Gemma 4 just made your GitHub Copilot subscription optional

TL;DR

Google DeepMind shipped Gemma 4 on April 2, 2026 under Apache 2.0 — four sizes from 2.3B (E2B, runs in <1.5GB RAM) to 31B dense. Pair it with Ollama + Continue in VS Code and you get chat, inline edit, and tab-autocomplete that rivals GitHub Copilot. Your code never leaves the machine, it works offline, and it costs $0 forever. Copilot Pro is $10/mo, Pro+ is $39/mo — and new signups are paused from April 20, 2026. The timing writes itself.

Gemma 4 31B hits 1452 on Arena AI, topping open-model leaderboards

What's new

Gemma 4 is not a marginal upgrade. On coding benchmarks the 31B model jumps from Gemma 3 27B's 29.1% on LiveCodeBench v6 to 80.0%. Codeforces ELO goes from 110 to 2150 — roughly grandmaster territory. Four sizes ship on day one:

E2B — 2.3B effective params, runs in <1.5GB via LiteRT with 2/4-bit weights. Phones, Raspberry Pi 5, old laptops.
E4B — 4.5B effective. Still edge-class, better quality.
26B A4B — Mixture-of-Experts, 3.8B active. Fast inference on consumer GPUs.
31B Dense — max quality. Fits on one 80GB H100 in bfloat16.

All sizes support a configurable thinking mode, native function calling, structured JSON output, and context windows up to 256K tokens — enough to load most repos. Day-0 integrations cover Ollama, llama.cpp, MLX, vLLM, LM Studio, LiteRT-LM, transformers.js.

Why this rivals Copilot

Until now, the honest answer to "should I use Copilot?" was yes — the UX and context-awareness beat every local setup. Gemma 4 changes the math on four axes:

Price: Apache 2.0, free commercial use. Copilot costs $10–$39/user/month.
Privacy: code stays on the laptop. No prompts, diffs, or snippets uploaded to anyone.
Offline: works on planes, trains, conference wifi, or inside air-gapped enterprise networks.
Hardware floor: E2B in 1.5GB of RAM means even a five-year-old laptop runs it.
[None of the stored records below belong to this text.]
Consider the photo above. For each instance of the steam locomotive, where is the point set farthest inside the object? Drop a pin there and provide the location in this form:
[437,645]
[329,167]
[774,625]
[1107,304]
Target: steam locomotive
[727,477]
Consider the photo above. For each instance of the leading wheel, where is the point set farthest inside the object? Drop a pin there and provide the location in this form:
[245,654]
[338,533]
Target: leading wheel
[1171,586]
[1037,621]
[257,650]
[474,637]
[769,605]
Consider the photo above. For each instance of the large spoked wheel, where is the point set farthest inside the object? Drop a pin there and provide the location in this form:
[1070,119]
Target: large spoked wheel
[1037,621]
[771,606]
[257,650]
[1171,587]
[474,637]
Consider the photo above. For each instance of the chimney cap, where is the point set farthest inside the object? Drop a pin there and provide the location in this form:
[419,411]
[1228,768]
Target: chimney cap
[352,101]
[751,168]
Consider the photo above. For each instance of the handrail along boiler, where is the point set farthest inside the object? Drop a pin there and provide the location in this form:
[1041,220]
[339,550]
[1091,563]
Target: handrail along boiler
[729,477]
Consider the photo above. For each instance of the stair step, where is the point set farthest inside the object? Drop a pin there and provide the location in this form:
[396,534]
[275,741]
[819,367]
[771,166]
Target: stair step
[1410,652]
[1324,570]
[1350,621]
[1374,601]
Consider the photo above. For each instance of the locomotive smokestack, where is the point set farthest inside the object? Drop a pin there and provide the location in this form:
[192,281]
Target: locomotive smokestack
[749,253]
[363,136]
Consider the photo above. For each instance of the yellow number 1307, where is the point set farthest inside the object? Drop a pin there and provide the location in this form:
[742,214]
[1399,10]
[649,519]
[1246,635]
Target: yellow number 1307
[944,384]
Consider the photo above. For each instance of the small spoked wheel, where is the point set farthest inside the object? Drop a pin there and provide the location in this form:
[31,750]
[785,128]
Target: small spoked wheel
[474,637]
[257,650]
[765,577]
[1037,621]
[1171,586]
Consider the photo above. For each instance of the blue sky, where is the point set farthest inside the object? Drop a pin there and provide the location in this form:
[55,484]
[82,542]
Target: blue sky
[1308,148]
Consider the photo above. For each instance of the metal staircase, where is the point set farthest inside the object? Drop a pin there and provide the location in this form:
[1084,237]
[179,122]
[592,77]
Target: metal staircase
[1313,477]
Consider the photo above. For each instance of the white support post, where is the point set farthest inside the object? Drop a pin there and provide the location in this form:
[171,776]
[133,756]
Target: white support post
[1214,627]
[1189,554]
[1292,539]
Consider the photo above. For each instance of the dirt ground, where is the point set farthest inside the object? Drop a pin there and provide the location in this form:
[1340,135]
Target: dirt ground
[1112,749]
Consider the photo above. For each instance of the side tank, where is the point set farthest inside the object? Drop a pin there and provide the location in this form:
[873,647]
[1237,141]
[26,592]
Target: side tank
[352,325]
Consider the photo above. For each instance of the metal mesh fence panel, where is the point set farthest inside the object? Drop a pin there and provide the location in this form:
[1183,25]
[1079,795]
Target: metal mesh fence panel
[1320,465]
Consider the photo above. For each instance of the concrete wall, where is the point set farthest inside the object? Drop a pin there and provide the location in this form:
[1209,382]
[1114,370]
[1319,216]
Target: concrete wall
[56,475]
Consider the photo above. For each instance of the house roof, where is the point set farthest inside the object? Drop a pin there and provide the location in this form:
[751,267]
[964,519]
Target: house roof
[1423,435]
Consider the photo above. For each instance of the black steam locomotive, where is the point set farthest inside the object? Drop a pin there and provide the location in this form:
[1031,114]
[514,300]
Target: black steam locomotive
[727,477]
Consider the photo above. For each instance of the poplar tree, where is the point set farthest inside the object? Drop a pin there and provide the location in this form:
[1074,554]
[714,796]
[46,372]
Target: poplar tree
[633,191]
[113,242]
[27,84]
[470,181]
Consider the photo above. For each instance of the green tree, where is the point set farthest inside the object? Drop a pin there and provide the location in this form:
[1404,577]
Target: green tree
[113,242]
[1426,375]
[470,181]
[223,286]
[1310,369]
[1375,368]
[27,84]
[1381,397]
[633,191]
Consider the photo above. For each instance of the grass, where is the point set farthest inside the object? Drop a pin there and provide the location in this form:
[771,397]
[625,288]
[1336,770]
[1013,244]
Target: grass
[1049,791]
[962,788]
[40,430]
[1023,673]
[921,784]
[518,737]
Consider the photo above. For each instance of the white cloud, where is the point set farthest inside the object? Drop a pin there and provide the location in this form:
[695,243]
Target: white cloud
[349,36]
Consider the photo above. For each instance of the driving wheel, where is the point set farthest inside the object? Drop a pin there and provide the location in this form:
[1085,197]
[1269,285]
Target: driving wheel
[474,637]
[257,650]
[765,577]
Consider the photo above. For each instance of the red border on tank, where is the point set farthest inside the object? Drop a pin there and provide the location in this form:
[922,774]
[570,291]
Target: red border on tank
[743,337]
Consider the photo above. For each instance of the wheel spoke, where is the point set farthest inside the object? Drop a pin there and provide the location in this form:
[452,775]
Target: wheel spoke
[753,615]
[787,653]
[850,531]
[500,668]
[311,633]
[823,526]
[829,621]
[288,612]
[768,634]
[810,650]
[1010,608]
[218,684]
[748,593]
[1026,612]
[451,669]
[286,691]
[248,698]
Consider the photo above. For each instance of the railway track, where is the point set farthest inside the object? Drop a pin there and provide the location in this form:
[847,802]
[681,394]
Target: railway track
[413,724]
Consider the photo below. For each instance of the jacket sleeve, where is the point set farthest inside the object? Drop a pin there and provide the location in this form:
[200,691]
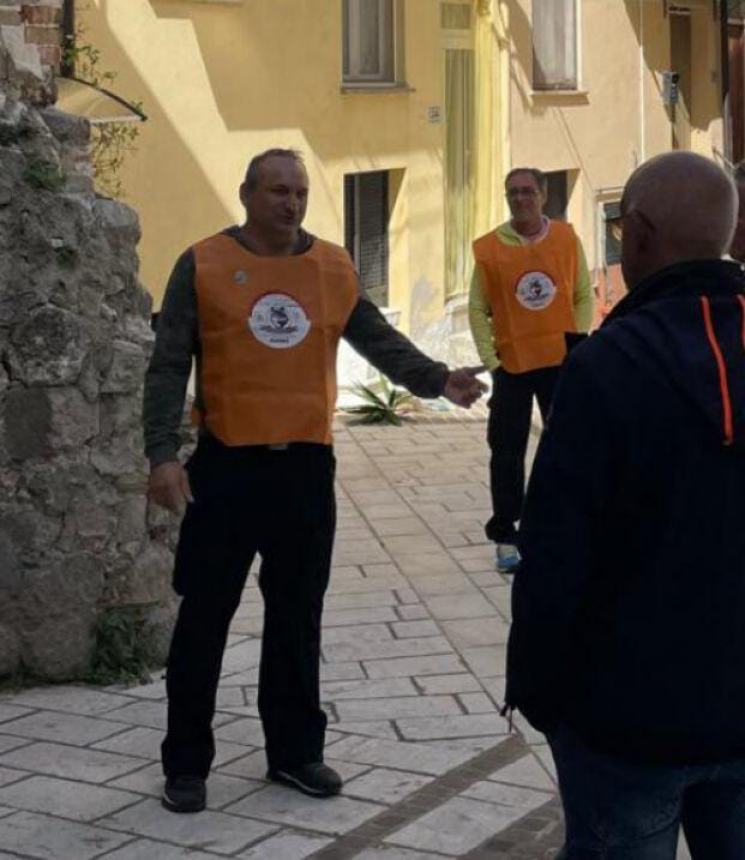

GitHub itself paused new signups for Copilot Pro, Pro+, and the student plan starting April 20, 2026. So for a lot of developers, the question right now isn't "Gemma 4 or Copilot" — it's "Gemma 4 or nothing."

Technical facts

The coding-relevant numbers (vs Gemma 3 27B baseline):

Benchmark	31B	26B A4B	E4B	E2B	Gemma 3 27B
LiveCodeBench v6	80.0%	77.1%	52.0%	44.0%	29.1%
Codeforces ELO	2150	1718	940	633	110
Arena AI (text)	1452	1441	—	—	1365
MMLU Pro	85.2%	82.6%	69.4%	60.0%	67.6%
τ2-bench (agentic)	86.4%	85.5%	57.5%	29.4%	6.6%

Gemma 4 benchmark results across MMLU, AIME, LiveCodeBench, Codeforces

Speed on real hardware: Raspberry Pi 5 CPU gets 133 prefill / 7.6 decode tokens/s. A Qualcomm Dragonwing IQ8 NPU hits 3,700 prefill / 31 decode tokens/s. LiteRT-LM runs 4,000 tokens across 2 skills in under 3 seconds on mobile.

Gemma 4 vs GitHub Copilot

	Gemma 4 (local)	GitHub Copilot
Price	Free, Apache 2.0	Pro $10 / Pro+ $39 / Business $19 / Enterprise $39 per month
Where code lives	Your machine	Microsoft / OpenAI servers
Offline	Yes	No
Min hardware	E2B: ~1.5GB RAM	Any internet-connected device
Context window	128K (E2B/E4B), 256K (26B/31B)	Varies by tier
Autocomplete UX	Good via Continue; Copilot still faster & more context-aware across big repos	Best in class
Chat, refactor, explain	Competitive	Competitive
Agentic tool use	Native function calling + JSON output	Agent mode (premium)
Signup	Pull weights	Pro / Pro+ new signups paused since Apr 20, 2026

Honest take: Copilot still wins on raw completion speed and cross-workspace context awareness in monster repos. Where Gemma 4 closes the gap hardest is the chat-based flow — explaining code, refactoring, debugging from a stack trace, generating tests. That covers most of what people actually pay Copilot for.

Use cases

Offline development — planes, trains, rural wifi, sensitive client sites.
Regulated industries — finance, healthcare, government, defense: code provably never leaves the device.
Indie hackers — drop a $10–$39/mo subscription. That's $120–$468 a year back in the pocket.
Old hardware — E2B on a 2019 laptop or Raspberry Pi 5 gives real autocomplete for the first time.
One-shot scaffolding — "Build me a landing page for X" prompts produce full HTML/CSS/JS in one go.
Local agents — native function calling + structured JSON makes it a clean LLM backend for custom agent frameworks.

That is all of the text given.